Grzegorzu, tutaj merytoryczne argumenty nie są słuchane i nikt Ci na nie nie odpowie, tym bardziej pan Kolasa. Tak Polska i Węgry mają jedna z mniejszych ilości wyroków TSUE które są nie wykonanane. Tyle że od nas się tego będzie wymagać ich wykonania pod groźbą budżetowa, absolutnie na takie coś rządy się nie mogą zgodzić. Powinna być dyskusja nad tymi mechanizmami na szczeblu RE i wspólne rozporządzenie państw, a nie wprowadzane rozporządzenia eurokratów bez żadnych zapisow o mechanizmach w traktatach.
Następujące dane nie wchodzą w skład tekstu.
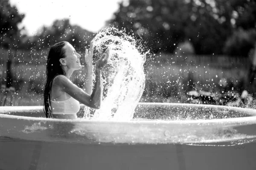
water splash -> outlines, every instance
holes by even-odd
[[[93,39],[94,60],[96,61],[110,47],[109,61],[102,71],[103,100],[100,109],[87,119],[130,120],[142,96],[145,85],[143,64],[146,54],[134,38],[114,28],[104,29]]]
Nie można zmieniać gry w czasie rozgrywki bez zgody wszystkich. Dlatego uważam że Polska i Węgry są na wygranej pozycji o czy się w krotce przekonamy.
Wyborny skowyt.
Jeśli weto miałoby stać się faktem, to są 2 opcje:
1. Rząd PiS już tak się zafiksował na gonieniu za głosami marginalnych grup i obronie swoich niejasnych interesów, że zapomniał historię najnowszą, czyli letnie protesty przedsiębiorców dotkniętych recesją z powodu pandemii. Do tego stopnia, że Mateusz nie uświadamia sobie skali tych zamieszek, które nadejdą kiedy to nie kilka branż, a de facto wszyscy Polacy odczują efekty braku funduszy. A będzie to skala, przy której Strajk Kobiet, który tak przestraszył prezesunia będzie piknikiem; barierki przed sejmem i rządek omonowców nie wystarczą.
2. Rząd PiS przewiduje niepokoje społeczne opisane powyżej i myśli, że poradzi sobie z nimi za pomocą np. stanu wyjątkowego (ustawa, o którym reguluje m.in. użycie broni palnej w przypadku rozruchów). W tej sytuacji także są 2 opcje:
a) ukraińska, z tą różnicą, że samolot w ostatniej chwili leciał będzie do Budapesztu zamiast do Moskwy (chociaż, kto wie…),
b) rumuńska.
A gdzie cokolwiek o kryzysie demograficznym spowodowanym przez UE? Przecież na nas dokonywane jest ciche ludobójstwo w ramach lewicowej inżynierii społecznej.
Ludzie i grupa sponsorowana z naszych pieniędzy przez Unię Europejską, ma być rzetelnym źródłem informacji na tematy związane z UE. Ten portal też schodzi na psy??